Sunday, September 22, 2013

Response to "Shooting an Elephant"

                George Orwell’s essay Shooting an Elephant left me with an impression of pity for Orwell and his easily manipulated role in society. As a police officer, he should have more authority and presence, but as a British police officer amongst the Burmese population, he is more like a puppet or a dummy. He is supposed to be able to use his own judgment and intuition to deal with cases, yet he is just jerked around by the mass, giving them what they want instead of doing what’s actually right. This selfish move allows him to save his own face and hopefully rack up brownie points with the people that don’t like him, the Burmese. He tries appeal to his guilty conscience that he did the right thing by pointing out that the elephant did kill a man, even if it’s a man with absolutely no social status. As a reader, I can see where he is coming from. Peer pressure is a very strong manipulator and can seize total control of the situation no matter how wrong the manipulators are.
                Orwell uses a first person perspective to tell this story. He has a plot and uses transitions very well. I feel like there is a very natural division to this essay. I have divided them up into 3 sections and named them The External Conflict, The Internal Conflict and The Consequences. The first section starts at paragraph 5, where the narrator had been focusing on Burma, its people and how they feel about him.  He narrates the events and panics of Burma. These deal with the outside events that occur in Burma. They are ultimately more narrative and informative than personal. His thoughts concerning the elephant were that of a third person. The second section is when the personal things come in. Orwell begins it by sudden decision to not shoot the elephant. This indicates a transition from the impersonal to the more private, personal view. He uses his emotions and decisions to tell the story. The end of paragraph 11 describes the elephant’s fall. As it transfers from section 2 to 3, paragraph 12 begins by the aftermath of the actual shooting of the elephant. It sums up the events that occurred after the shooting.

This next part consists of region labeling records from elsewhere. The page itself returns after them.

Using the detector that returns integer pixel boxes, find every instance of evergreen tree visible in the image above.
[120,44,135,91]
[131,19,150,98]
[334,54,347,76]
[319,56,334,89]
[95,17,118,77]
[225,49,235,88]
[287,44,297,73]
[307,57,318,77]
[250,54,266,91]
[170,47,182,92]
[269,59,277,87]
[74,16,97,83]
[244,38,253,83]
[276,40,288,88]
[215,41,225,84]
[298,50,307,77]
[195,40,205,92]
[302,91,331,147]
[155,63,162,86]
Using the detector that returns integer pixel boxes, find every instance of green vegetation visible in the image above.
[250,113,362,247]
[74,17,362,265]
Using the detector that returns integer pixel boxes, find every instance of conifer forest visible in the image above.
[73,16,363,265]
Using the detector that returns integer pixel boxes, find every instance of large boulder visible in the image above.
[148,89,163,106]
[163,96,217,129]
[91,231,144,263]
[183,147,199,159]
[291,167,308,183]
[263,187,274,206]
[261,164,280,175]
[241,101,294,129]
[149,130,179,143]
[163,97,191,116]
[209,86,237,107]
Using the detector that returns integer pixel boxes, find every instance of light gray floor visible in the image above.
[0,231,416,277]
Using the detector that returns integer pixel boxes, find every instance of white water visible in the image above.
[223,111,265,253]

Orwell shoots the elephant out of peer pressure. He is the misfit amongst the Burmese, and he wants to win the crowd’s approval. If the crowd wants him to put on a show and shoot the elephant, he will do it, even if it is against his wishes. Orwell also uses the anecdote of his shooting to illustrate his hatred towards imperialism. According to dictionary.com, imperialism is “the policy of extending the rule or authority of an empire or nation over foreign countries, or of acquiring and holding colonies and dependencies.” Just like the Burmese were forced under imperialistic rule and suppressed by it, Orwell was forced to shoot the elephant under the crowd’s influence. Imperialism gives the parent country power to do whatever it wishes to the country under it, similar to Orwell’s situation with his rifle. It shows the power struggle between the one with the power and the influential mass. The rifle alone has the freedom to just be, living in harmony with everything else and deciding its own fate. However, once the rifle falls into the wrong hands, it can only do what the hands will it to do.